Results—Of 150 foals with R equi infections, 111 (74%) had at least 1 of 39 EPDs. Survival was significantly higher among foals without EPDs (32/39 [82%]) than among foals with EPDs (48/111 [43%]), but many EPDs were only recognized after death. Risk factors significantly associated with EPDs included referral status, duration of clinical signs prior to admission, leukocytosis, and neutrophilia. Foals with EPDs also had a higher heart rate and BUN concentration than foals without.

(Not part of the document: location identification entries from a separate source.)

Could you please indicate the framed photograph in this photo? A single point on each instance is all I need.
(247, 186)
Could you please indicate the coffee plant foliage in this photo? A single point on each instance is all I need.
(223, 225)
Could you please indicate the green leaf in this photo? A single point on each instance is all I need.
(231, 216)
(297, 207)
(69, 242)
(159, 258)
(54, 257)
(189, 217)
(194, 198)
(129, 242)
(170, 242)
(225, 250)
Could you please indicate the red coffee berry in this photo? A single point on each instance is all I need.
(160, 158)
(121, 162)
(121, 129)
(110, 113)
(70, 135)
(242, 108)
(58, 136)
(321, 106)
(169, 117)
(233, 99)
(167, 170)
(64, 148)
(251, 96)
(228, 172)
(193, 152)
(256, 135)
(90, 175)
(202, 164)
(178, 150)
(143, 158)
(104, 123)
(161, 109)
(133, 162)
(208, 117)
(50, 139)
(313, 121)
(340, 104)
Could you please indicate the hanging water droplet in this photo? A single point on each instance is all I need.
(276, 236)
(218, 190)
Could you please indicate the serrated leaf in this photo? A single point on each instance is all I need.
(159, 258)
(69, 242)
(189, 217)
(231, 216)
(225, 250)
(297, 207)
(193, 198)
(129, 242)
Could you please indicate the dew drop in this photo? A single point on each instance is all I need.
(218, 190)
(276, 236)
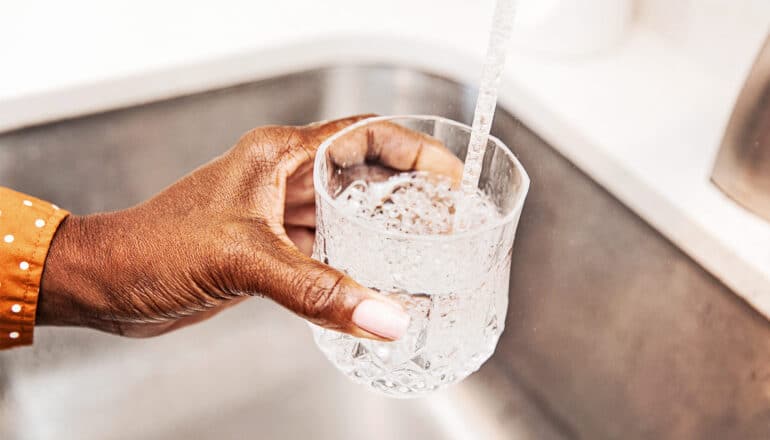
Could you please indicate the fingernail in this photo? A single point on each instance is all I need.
(381, 318)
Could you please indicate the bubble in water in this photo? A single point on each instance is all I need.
(416, 203)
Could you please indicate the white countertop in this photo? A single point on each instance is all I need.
(644, 119)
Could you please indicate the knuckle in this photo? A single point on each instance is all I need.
(320, 293)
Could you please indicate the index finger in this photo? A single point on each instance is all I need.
(397, 147)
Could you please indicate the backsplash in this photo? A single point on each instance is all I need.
(723, 36)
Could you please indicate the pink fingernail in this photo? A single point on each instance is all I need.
(381, 318)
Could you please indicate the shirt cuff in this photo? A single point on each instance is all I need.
(27, 226)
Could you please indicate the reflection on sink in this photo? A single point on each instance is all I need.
(611, 333)
(252, 371)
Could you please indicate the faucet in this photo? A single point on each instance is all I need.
(742, 167)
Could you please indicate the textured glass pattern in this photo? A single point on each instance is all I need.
(454, 287)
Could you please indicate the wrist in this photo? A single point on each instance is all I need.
(70, 293)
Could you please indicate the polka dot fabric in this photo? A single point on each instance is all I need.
(27, 226)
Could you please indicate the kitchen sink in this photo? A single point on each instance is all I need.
(612, 332)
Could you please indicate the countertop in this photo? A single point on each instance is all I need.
(644, 118)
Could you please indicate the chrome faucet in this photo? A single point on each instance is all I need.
(742, 168)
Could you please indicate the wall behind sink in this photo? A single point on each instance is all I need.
(723, 36)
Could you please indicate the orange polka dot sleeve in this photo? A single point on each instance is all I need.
(27, 226)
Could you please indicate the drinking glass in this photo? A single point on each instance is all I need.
(454, 286)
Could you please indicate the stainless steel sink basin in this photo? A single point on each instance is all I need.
(612, 332)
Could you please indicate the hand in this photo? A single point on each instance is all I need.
(239, 226)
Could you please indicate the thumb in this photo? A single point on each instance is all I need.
(331, 299)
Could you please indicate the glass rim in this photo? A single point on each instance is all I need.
(504, 220)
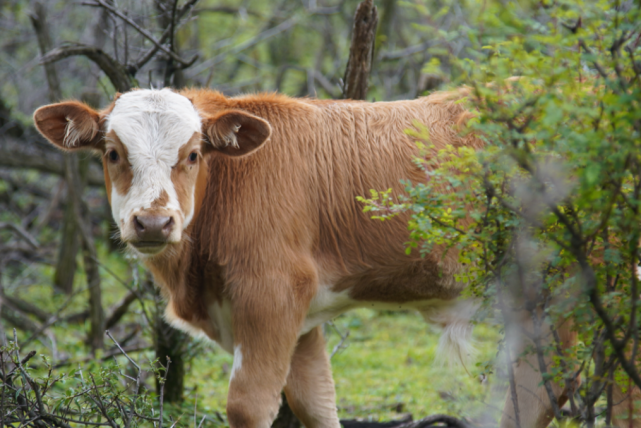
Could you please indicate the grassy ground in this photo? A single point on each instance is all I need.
(386, 368)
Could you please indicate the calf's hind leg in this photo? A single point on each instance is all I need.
(310, 387)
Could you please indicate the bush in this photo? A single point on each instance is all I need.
(546, 217)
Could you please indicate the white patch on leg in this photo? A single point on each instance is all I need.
(238, 362)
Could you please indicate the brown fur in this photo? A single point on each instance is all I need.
(272, 229)
(118, 174)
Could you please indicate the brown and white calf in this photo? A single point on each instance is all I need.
(244, 209)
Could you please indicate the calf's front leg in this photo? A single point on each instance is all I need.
(266, 327)
(310, 387)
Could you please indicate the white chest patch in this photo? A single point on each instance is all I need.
(152, 124)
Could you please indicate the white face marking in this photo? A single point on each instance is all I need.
(153, 125)
(238, 362)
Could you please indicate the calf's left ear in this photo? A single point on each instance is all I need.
(236, 132)
(69, 126)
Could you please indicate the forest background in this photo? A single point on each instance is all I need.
(64, 278)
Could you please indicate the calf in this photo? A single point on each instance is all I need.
(244, 210)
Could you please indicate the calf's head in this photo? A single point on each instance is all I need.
(154, 146)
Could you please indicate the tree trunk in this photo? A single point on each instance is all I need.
(65, 271)
(69, 243)
(361, 51)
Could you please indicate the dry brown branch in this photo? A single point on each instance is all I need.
(120, 310)
(115, 71)
(30, 152)
(361, 51)
(25, 307)
(145, 33)
(449, 421)
(20, 231)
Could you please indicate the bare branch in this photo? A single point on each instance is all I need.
(361, 51)
(115, 71)
(152, 39)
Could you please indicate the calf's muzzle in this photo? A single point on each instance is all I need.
(152, 230)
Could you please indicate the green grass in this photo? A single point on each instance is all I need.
(387, 368)
(389, 365)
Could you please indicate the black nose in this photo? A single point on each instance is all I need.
(153, 228)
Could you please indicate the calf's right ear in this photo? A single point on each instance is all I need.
(69, 126)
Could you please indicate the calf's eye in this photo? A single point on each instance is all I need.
(113, 156)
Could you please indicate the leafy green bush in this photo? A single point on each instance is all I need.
(546, 217)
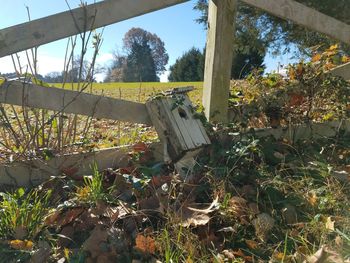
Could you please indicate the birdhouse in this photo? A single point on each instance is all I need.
(175, 121)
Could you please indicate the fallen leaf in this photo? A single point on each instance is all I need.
(213, 206)
(240, 253)
(21, 244)
(252, 244)
(140, 147)
(69, 216)
(145, 244)
(319, 257)
(70, 171)
(196, 220)
(333, 47)
(263, 223)
(330, 224)
(316, 58)
(312, 198)
(97, 236)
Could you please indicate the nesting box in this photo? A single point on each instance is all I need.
(174, 119)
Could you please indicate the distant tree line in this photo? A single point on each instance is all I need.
(143, 60)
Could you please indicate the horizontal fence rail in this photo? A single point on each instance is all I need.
(68, 101)
(48, 29)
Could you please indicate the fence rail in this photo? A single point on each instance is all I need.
(68, 101)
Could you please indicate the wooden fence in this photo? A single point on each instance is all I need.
(218, 57)
(219, 40)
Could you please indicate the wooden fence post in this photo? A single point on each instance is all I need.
(218, 61)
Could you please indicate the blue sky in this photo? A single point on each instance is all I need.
(176, 26)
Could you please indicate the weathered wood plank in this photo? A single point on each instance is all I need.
(18, 93)
(41, 31)
(176, 126)
(305, 16)
(342, 71)
(218, 60)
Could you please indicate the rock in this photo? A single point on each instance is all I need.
(290, 214)
(263, 224)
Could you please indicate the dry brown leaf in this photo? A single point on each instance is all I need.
(69, 216)
(145, 244)
(92, 244)
(252, 244)
(213, 206)
(21, 244)
(140, 147)
(263, 223)
(316, 58)
(330, 223)
(239, 253)
(312, 198)
(196, 220)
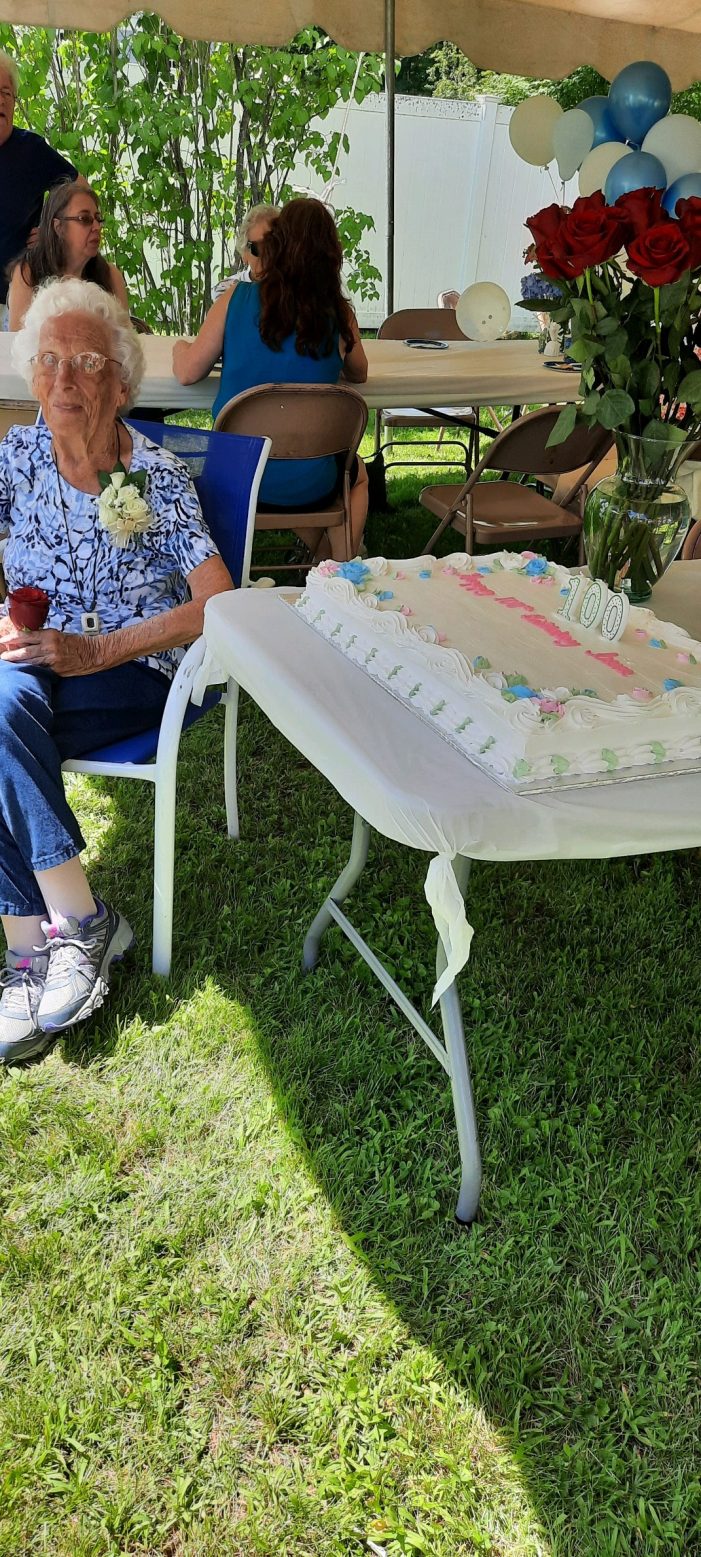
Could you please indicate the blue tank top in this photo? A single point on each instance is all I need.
(248, 362)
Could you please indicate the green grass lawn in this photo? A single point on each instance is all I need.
(239, 1319)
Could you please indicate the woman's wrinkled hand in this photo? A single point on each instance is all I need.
(64, 653)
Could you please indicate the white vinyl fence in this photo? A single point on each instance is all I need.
(461, 196)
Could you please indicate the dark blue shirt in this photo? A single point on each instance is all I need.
(28, 167)
(248, 362)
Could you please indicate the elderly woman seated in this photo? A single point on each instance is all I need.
(111, 528)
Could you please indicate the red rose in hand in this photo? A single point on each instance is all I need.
(569, 242)
(639, 210)
(689, 218)
(661, 254)
(592, 232)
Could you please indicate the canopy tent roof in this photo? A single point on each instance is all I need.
(538, 38)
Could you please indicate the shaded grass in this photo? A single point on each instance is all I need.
(239, 1318)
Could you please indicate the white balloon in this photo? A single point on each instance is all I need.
(483, 312)
(531, 130)
(572, 139)
(676, 142)
(597, 165)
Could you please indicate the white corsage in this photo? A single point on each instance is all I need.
(123, 509)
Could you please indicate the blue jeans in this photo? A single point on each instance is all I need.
(45, 718)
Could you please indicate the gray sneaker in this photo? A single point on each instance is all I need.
(80, 956)
(21, 991)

Conclusions and Clinical Relevance—Practitioners should recognize that extrapulmonary manifestations of R equi occur with high prevalence affecting diverse organ systems, that multiple systems are generally affected when EPDs occur, and that suspicion of R equi infection should prompt evaluation and monitoring of extrapulmonary sites. Improved recognition of the presence of these disorders will help practitioners to better advise their clients in the treatment and outcome of foals with R equi infections.